Image 19. Diarrhea, anorexia, and depression.
Fumonisins
The fumonisins family includes more than 30 different types, the most studied being those that act as sphingosine analogues. By substituting it in biological reactions, they cause failures in the cellular molecular structure (Fink-Gremmels, 2008). Primary damage is localized in the gastrointestinal tract, kidney, and liver (Hartinger et al., 2022). Although the toxin is poorly absorbed by ruminants and can be partially degraded in the rumen, systemic effects have been documented, especially with high exposure levels. In suckling calves, the kidney has been identified as the target organ for toxicity (Smith, 2018).
The most notable clinical symptom is the reduction in dry matter intake (DMI), which consequently leads to a decrease in milk production.
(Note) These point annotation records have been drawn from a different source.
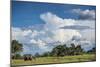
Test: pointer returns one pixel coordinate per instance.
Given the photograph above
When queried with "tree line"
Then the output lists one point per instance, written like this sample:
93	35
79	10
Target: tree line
58	51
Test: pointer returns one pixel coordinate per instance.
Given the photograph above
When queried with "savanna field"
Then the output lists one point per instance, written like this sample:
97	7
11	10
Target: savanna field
53	60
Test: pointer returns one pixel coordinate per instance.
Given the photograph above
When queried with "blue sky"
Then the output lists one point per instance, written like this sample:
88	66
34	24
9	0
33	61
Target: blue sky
41	26
28	13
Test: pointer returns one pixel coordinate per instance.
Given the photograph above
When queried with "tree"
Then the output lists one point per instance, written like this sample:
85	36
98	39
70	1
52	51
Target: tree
59	50
78	50
16	48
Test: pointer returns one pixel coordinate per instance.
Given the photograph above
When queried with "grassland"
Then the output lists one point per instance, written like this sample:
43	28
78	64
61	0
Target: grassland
54	60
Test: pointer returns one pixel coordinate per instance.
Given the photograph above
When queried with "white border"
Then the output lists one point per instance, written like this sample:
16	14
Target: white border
5	33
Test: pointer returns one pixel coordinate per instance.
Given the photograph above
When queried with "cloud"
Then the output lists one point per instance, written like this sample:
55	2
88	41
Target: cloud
76	27
44	37
85	14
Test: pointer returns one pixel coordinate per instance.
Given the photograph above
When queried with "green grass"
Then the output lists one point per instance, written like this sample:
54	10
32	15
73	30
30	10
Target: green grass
52	60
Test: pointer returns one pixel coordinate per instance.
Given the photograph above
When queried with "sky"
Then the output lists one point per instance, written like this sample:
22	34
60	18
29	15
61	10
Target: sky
42	26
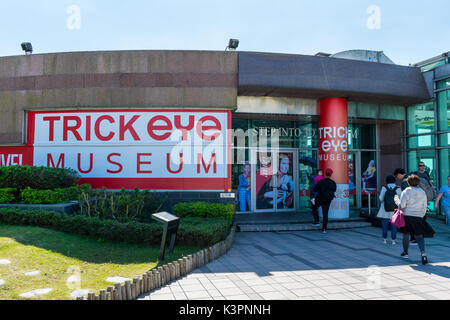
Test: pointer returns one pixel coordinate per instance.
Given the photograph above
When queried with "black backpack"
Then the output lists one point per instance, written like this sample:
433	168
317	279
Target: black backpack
389	203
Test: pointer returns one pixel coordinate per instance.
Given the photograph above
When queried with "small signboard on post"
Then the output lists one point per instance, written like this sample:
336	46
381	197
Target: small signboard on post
171	224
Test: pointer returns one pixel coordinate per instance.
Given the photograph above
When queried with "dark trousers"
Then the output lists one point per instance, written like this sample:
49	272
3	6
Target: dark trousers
325	208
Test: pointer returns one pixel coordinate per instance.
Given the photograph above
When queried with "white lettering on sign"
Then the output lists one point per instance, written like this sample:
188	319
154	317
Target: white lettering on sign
7	160
333	139
134	144
127	127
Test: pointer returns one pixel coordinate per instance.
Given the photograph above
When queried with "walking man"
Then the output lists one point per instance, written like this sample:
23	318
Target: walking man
325	189
444	193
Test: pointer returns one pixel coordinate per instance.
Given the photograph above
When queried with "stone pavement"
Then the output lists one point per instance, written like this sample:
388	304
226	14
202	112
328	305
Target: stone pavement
340	265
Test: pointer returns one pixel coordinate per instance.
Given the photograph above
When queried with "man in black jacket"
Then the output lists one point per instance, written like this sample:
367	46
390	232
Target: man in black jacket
325	189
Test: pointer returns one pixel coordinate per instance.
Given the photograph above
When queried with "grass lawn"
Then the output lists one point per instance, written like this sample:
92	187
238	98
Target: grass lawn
59	256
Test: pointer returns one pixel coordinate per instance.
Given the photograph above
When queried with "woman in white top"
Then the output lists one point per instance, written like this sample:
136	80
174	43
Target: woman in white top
413	202
384	215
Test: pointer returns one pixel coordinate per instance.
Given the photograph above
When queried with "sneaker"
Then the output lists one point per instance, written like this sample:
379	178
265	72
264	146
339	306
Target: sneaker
424	259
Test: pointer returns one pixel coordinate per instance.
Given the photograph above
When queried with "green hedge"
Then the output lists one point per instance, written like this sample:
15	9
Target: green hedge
204	210
58	195
191	232
8	195
40	178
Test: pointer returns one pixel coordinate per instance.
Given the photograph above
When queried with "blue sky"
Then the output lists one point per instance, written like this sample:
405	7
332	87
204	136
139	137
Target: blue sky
409	31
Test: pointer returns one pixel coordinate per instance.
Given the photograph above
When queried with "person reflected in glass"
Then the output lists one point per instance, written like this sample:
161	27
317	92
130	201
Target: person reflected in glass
244	189
413	203
284	185
368	178
444	194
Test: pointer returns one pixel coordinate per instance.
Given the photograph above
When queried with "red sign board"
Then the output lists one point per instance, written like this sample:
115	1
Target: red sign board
151	149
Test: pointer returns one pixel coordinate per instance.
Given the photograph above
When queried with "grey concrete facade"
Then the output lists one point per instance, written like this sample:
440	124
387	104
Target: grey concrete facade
113	79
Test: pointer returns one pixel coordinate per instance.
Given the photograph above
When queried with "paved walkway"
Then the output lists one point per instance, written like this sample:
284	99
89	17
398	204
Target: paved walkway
342	264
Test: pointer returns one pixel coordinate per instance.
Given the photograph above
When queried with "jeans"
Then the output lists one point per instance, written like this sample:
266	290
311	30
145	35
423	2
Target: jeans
385	224
244	199
446	210
325	208
419	239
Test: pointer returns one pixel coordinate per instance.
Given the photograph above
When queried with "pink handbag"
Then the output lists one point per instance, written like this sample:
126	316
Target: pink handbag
398	219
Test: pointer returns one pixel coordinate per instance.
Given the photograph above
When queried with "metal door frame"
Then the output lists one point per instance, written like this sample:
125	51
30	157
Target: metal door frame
254	163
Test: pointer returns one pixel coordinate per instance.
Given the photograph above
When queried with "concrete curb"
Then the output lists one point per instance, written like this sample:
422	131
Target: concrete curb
300	227
158	277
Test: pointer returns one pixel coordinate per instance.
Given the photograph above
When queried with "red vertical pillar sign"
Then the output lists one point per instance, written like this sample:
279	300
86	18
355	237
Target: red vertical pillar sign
333	150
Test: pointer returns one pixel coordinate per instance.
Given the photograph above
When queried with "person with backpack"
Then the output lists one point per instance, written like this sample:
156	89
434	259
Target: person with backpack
313	195
425	184
425	181
325	189
387	207
413	203
444	194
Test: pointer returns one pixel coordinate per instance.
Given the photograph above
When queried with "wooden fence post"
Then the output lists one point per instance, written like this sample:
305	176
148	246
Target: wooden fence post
128	290
118	291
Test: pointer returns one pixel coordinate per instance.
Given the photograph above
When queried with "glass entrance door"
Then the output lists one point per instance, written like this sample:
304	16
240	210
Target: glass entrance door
274	180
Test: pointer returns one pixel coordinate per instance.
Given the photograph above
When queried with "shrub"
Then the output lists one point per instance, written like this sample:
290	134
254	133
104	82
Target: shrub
197	232
7	195
31	196
40	178
204	210
122	206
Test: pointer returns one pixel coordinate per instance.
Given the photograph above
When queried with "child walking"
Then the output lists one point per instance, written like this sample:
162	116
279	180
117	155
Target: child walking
387	208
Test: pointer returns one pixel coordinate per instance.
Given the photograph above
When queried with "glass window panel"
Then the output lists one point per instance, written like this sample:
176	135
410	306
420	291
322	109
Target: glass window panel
429	158
269	129
362	136
240	179
307	170
443	102
444	166
432	65
368	178
444	140
420	118
443	84
240	132
421	141
306	135
391	112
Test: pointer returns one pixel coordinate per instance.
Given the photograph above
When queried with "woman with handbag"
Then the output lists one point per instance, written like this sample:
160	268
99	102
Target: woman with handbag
387	207
413	202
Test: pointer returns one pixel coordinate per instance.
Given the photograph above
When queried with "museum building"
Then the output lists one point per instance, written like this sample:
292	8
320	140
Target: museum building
247	128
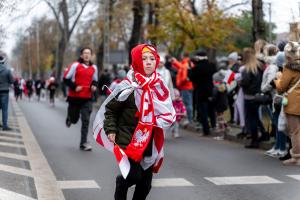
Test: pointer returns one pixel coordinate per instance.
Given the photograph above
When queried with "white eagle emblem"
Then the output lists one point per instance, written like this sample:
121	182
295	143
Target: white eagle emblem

Other associated effects include increased susceptibility to diseases (Fink-Gremmels, 2008), decreased ruminal fermentation, and microbiota alteration, effects that are more evident under stress or co-exposure with other mycotoxins (Gallo et al., 2020).
Ochratoxin A
Ochratoxin A (OTA) can cause kidney damage and failure (Image 20), oxidative stress, and liver damage (Image 21), as well as immunosuppression (Image 22). OTA has synergistic effects with ZEA, exacerbating the reproductive alterations induced by them.
Image 20. Friable, black, and autolytic kidneys.
Image 21. Hepatitis and perivesicular emphysema.
Image 22. Depression and weight loss.
Conclusion
The clinical symptoms of mycotoxins in ruminants are varied, depending directly on the nature, concentration, and duration of toxin exposure. These substances compromise animal health by causing immunosuppression, liver damage, metabolic alterations, and neurological or reproductive effects. Although the rumen offers limited detoxification capacity, high exposure demands an active response. Therefore, early detection of contaminated forages and the implementation of mitigation strategies are essential to preserve the defense system and minimize its impact, thereby guaranteeing animal welfare and livestock productivity.